Three other members - Bangladesh, Afghanistan and Bhutan - have also pulled them self out of the meet

Policy Pulse
Publish Date: Sep 28 2016 9:58AM | Updated Date: Sep 28 2016 11:59AM

India and other nations pull out of SAARC summit

After Prime Minister Narendra Modi decided that he will not travel to Pakistan for the regional SAARC summit in November, three other members - Bangladesh, Afghanistan and Bhutan - have also pulled them self out of the meet.

 

SAARC or South Asian Association for Regional Cooperation summit was scheduled for November 2016 in Islamabad.
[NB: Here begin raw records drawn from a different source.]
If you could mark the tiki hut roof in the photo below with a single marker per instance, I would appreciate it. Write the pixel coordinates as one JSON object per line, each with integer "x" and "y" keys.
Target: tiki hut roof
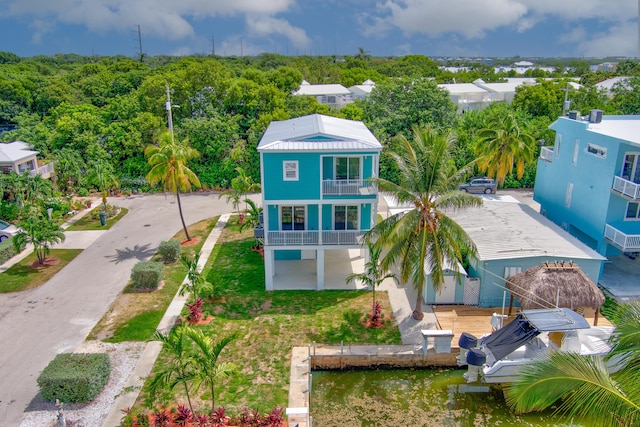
{"x": 538, "y": 287}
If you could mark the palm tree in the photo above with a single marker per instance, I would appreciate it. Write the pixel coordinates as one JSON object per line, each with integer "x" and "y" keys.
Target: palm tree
{"x": 373, "y": 274}
{"x": 101, "y": 175}
{"x": 502, "y": 145}
{"x": 179, "y": 368}
{"x": 241, "y": 185}
{"x": 41, "y": 232}
{"x": 424, "y": 239}
{"x": 168, "y": 162}
{"x": 208, "y": 370}
{"x": 586, "y": 386}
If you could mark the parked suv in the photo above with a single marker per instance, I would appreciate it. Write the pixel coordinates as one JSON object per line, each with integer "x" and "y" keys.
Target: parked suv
{"x": 7, "y": 230}
{"x": 479, "y": 185}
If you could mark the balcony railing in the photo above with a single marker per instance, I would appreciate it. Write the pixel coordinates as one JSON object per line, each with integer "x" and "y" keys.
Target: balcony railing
{"x": 546, "y": 154}
{"x": 311, "y": 238}
{"x": 626, "y": 242}
{"x": 626, "y": 187}
{"x": 347, "y": 187}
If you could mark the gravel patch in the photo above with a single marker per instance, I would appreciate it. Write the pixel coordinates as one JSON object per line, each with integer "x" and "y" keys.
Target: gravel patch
{"x": 123, "y": 356}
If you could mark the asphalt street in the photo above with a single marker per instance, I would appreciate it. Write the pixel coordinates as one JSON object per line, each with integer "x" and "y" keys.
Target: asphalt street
{"x": 56, "y": 317}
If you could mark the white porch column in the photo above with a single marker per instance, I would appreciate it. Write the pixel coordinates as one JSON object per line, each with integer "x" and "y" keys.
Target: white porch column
{"x": 320, "y": 269}
{"x": 269, "y": 268}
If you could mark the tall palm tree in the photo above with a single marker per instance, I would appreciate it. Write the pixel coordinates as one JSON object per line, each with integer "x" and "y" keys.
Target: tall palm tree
{"x": 178, "y": 368}
{"x": 168, "y": 162}
{"x": 424, "y": 239}
{"x": 373, "y": 274}
{"x": 503, "y": 144}
{"x": 208, "y": 370}
{"x": 586, "y": 386}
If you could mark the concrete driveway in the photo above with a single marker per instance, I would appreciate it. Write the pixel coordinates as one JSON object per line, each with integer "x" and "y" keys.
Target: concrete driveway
{"x": 56, "y": 317}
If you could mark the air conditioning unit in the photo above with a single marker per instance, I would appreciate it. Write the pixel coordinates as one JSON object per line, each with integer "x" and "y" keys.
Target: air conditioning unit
{"x": 595, "y": 116}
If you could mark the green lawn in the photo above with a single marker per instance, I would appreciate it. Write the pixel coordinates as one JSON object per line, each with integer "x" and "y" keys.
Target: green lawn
{"x": 89, "y": 223}
{"x": 269, "y": 324}
{"x": 26, "y": 274}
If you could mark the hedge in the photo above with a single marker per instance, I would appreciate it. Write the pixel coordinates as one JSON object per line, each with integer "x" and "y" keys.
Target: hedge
{"x": 170, "y": 251}
{"x": 146, "y": 275}
{"x": 74, "y": 377}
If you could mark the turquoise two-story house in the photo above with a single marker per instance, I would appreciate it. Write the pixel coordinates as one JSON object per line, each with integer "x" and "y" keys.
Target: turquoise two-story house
{"x": 589, "y": 181}
{"x": 317, "y": 195}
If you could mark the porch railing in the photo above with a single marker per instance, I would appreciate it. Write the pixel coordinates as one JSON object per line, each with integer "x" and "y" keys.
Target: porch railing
{"x": 347, "y": 187}
{"x": 311, "y": 238}
{"x": 626, "y": 242}
{"x": 546, "y": 154}
{"x": 626, "y": 187}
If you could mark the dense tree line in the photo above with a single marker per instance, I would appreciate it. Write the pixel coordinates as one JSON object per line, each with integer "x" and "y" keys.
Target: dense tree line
{"x": 81, "y": 111}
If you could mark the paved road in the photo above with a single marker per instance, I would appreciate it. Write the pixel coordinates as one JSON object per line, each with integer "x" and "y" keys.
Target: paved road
{"x": 56, "y": 317}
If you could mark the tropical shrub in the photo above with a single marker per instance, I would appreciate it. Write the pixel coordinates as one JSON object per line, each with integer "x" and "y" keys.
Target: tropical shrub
{"x": 169, "y": 251}
{"x": 74, "y": 377}
{"x": 146, "y": 275}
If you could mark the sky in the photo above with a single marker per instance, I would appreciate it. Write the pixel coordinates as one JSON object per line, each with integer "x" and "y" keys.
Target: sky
{"x": 451, "y": 28}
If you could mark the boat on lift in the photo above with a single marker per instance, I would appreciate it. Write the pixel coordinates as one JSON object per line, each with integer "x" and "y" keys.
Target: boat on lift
{"x": 500, "y": 356}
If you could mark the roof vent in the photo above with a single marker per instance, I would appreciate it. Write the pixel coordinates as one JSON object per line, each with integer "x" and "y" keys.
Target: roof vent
{"x": 595, "y": 116}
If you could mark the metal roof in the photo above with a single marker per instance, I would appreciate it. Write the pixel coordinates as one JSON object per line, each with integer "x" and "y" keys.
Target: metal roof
{"x": 503, "y": 228}
{"x": 315, "y": 90}
{"x": 318, "y": 132}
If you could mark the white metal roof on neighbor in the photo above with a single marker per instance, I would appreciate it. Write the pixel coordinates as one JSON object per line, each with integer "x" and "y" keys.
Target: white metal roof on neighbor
{"x": 14, "y": 151}
{"x": 315, "y": 90}
{"x": 318, "y": 132}
{"x": 503, "y": 228}
{"x": 461, "y": 88}
{"x": 622, "y": 127}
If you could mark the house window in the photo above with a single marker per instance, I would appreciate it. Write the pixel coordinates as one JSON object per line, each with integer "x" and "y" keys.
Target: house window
{"x": 347, "y": 168}
{"x": 290, "y": 170}
{"x": 557, "y": 144}
{"x": 567, "y": 197}
{"x": 576, "y": 151}
{"x": 292, "y": 217}
{"x": 511, "y": 271}
{"x": 345, "y": 218}
{"x": 631, "y": 168}
{"x": 633, "y": 210}
{"x": 597, "y": 151}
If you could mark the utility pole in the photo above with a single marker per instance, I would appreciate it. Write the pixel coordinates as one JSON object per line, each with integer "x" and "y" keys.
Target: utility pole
{"x": 168, "y": 107}
{"x": 140, "y": 54}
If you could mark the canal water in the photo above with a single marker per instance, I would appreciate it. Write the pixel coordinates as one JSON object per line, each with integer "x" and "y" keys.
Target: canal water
{"x": 391, "y": 398}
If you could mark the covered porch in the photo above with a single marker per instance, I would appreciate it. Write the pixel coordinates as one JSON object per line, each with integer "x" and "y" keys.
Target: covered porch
{"x": 303, "y": 275}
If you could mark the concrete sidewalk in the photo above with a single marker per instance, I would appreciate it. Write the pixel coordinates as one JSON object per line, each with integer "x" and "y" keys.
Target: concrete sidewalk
{"x": 127, "y": 398}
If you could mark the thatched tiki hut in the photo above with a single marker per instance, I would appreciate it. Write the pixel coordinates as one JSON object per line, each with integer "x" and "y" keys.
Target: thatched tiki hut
{"x": 551, "y": 284}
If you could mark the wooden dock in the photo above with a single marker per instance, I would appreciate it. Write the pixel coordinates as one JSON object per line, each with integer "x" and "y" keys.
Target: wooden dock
{"x": 476, "y": 320}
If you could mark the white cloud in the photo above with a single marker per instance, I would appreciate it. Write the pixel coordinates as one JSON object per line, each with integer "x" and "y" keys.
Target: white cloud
{"x": 164, "y": 18}
{"x": 266, "y": 25}
{"x": 473, "y": 18}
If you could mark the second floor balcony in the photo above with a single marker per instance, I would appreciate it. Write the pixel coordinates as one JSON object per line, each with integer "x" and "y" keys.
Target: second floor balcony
{"x": 347, "y": 187}
{"x": 314, "y": 238}
{"x": 626, "y": 188}
{"x": 625, "y": 242}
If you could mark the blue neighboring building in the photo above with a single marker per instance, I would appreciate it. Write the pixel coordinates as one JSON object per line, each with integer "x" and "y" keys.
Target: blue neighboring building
{"x": 589, "y": 182}
{"x": 316, "y": 192}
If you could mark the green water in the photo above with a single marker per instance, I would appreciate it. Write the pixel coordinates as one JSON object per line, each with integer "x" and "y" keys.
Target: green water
{"x": 390, "y": 398}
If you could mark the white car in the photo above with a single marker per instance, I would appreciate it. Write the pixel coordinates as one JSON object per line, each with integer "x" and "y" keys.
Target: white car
{"x": 7, "y": 230}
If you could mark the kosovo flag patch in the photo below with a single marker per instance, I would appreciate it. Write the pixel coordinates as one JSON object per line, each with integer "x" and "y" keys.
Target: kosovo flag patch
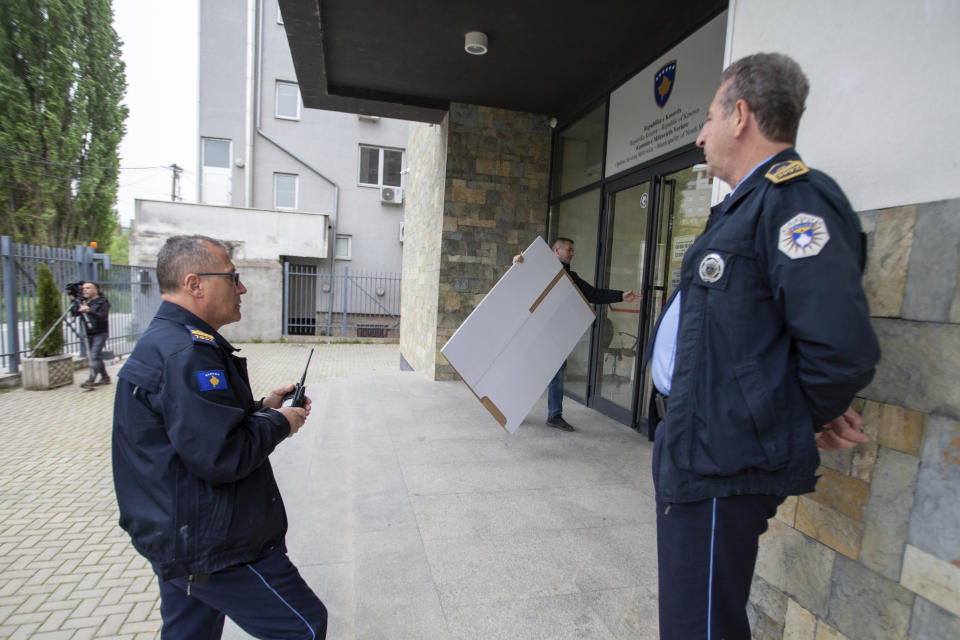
{"x": 212, "y": 379}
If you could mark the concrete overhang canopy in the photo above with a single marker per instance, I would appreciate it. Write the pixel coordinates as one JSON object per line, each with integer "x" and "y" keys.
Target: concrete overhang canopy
{"x": 407, "y": 59}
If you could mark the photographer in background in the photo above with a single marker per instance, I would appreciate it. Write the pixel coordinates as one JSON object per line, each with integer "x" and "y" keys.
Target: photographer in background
{"x": 95, "y": 309}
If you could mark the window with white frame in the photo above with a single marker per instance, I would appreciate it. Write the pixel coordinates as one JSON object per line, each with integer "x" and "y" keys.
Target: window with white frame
{"x": 344, "y": 246}
{"x": 285, "y": 191}
{"x": 216, "y": 153}
{"x": 380, "y": 167}
{"x": 288, "y": 100}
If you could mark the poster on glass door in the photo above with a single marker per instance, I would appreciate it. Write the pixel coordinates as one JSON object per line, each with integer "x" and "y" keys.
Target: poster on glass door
{"x": 664, "y": 106}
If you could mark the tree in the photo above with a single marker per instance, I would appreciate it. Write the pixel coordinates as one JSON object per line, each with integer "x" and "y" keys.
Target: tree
{"x": 48, "y": 312}
{"x": 61, "y": 120}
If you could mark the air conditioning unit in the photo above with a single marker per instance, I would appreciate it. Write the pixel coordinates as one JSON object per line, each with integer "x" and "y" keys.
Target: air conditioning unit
{"x": 391, "y": 195}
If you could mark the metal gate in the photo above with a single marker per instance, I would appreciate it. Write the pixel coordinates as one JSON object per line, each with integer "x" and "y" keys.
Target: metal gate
{"x": 133, "y": 293}
{"x": 343, "y": 303}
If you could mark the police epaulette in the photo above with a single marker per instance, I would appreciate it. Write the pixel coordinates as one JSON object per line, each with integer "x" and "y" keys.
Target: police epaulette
{"x": 200, "y": 336}
{"x": 786, "y": 170}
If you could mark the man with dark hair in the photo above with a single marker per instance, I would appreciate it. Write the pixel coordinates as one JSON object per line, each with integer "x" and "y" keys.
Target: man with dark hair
{"x": 95, "y": 311}
{"x": 191, "y": 461}
{"x": 758, "y": 354}
{"x": 563, "y": 249}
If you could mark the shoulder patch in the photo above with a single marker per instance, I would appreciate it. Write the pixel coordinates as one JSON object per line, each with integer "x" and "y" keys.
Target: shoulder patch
{"x": 200, "y": 336}
{"x": 787, "y": 170}
{"x": 803, "y": 236}
{"x": 212, "y": 379}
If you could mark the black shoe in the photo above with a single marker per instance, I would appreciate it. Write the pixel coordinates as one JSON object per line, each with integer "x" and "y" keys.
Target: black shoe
{"x": 557, "y": 422}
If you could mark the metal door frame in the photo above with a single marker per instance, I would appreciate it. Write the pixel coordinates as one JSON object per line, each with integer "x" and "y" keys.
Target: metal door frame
{"x": 654, "y": 173}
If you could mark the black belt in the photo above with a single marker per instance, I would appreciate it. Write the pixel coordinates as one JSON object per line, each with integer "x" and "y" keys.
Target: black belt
{"x": 660, "y": 402}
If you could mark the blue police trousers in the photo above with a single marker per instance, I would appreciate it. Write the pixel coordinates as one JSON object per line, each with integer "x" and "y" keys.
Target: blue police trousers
{"x": 706, "y": 552}
{"x": 555, "y": 393}
{"x": 266, "y": 598}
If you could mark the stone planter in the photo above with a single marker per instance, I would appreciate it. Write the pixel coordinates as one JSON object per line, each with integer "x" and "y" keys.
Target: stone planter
{"x": 47, "y": 373}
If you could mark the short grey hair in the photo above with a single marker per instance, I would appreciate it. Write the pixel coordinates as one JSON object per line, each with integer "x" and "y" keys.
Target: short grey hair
{"x": 181, "y": 255}
{"x": 774, "y": 87}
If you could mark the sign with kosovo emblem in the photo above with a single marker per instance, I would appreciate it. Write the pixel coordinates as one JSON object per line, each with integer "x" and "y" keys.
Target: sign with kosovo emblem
{"x": 803, "y": 235}
{"x": 663, "y": 81}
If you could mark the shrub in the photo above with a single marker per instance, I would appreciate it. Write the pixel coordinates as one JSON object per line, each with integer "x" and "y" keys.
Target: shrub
{"x": 47, "y": 313}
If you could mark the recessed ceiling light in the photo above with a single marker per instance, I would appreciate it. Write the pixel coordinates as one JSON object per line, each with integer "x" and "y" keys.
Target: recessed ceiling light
{"x": 475, "y": 43}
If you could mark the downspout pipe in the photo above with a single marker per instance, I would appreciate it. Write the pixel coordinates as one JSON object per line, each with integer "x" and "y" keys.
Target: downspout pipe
{"x": 331, "y": 240}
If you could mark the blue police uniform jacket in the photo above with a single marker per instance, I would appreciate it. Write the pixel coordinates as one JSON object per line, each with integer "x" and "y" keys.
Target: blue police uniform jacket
{"x": 774, "y": 338}
{"x": 195, "y": 488}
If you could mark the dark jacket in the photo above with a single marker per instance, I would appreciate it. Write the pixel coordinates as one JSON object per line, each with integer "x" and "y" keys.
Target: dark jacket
{"x": 98, "y": 318}
{"x": 591, "y": 293}
{"x": 195, "y": 488}
{"x": 774, "y": 338}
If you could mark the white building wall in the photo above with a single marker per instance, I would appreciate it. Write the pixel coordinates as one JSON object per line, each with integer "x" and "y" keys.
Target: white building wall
{"x": 320, "y": 142}
{"x": 884, "y": 82}
{"x": 255, "y": 238}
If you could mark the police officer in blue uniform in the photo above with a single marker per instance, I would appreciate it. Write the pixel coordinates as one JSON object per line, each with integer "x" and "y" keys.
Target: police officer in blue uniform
{"x": 757, "y": 356}
{"x": 190, "y": 459}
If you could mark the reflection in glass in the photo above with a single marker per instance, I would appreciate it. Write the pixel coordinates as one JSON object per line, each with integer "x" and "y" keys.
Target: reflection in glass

PM Modi distant himself from Pakistan in view of recent terrorist attack in Uri which even creates tension in UN general assembly meet.

 

Sources said that Bangladesh in its communication to the current chair of SAARC said, "The growing interference in the internal affairs of Bangladesh by one country has created an environment which is not conducive to the successful hosting of the 19th SAARC Summit in Islamabad."

 

It adds, "Bangladesh, as the initiator of the SAARC process, remains steadfast in its commitment to regional cooperation, connectivity and contacts but believes that these can only go forward in a more congenial atmosphere. In view of the above, Bangladesh is unable to participate in the proposed Summit in Islamabad."

 

Sources said Afghanistan and Bhutan has cited similar reasons for pulling out of the summit, which cannot take place even if one country withdraws.

 

The Indian government has blamed cross-border terror attacks for creating an environment that is not conducive for the meeting. Its decision not to attend the summit is so far the biggest in India's global campaign to isolate Pakistan after four terrorists crossed the border into Kashmir and attacked an army base in Uri. 18 soldiers were killed.

 

In recent days, PM Modi has made a series of other moves to penalise Pakistan. He has reviewed the crucial Indus Waters Treaty, which divides resources from six rivers between India and Pakistan, saying "blood and water can't flow together."